Art is generally about expression: through their work artists are expressing their views about the subject before them. Mono-ha rejects this idea of the artistic process: Lee says he does not comment on his subjects at all. In fact, he says, his work is devoid of personal expression. His work is about revealing what is there, rather than commenting on it, he says. If he presents a stone as part of his artwork, he intends it to be just that: a real, individual stone. 'Expression is not almighty for me,' Lee says at the opening of the US exhibition.
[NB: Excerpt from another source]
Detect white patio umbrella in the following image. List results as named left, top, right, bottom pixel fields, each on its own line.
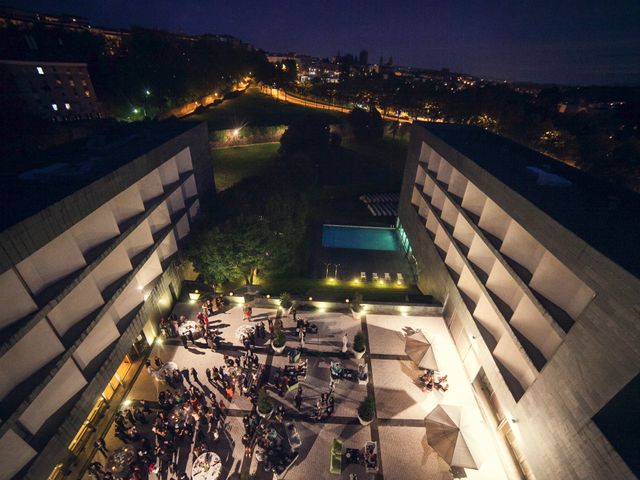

If all this sounds theoretical, that's because it is. Like most conceptual art, Lee's sculptures become more interesting when the ideas behind them become known. The artist has concentrated on long series of works which have taken place over years. His Relatum series, works of which are on show at the Guggenheim, is the most famous. The works in this series consist of rock and/or steel plates arranged in different spatial configurations. The spatial arrangement is of primary importance to Lee, says curator Munroe. Artworks often have a focal point, a centre to which the eye automatically gravitates. But Lee's works are designed to be viewed from any perspective.
This is the way that Lee expresses his political philosophy, Munroe says. 'In a post-modern, post-colonial world, there is no longer a defined centre. It is a de-centred, multi-polarised world. We have moved from a world containing fixed socio-political hierarchies to a world where everything is becoming decentralised. There are now many different centres.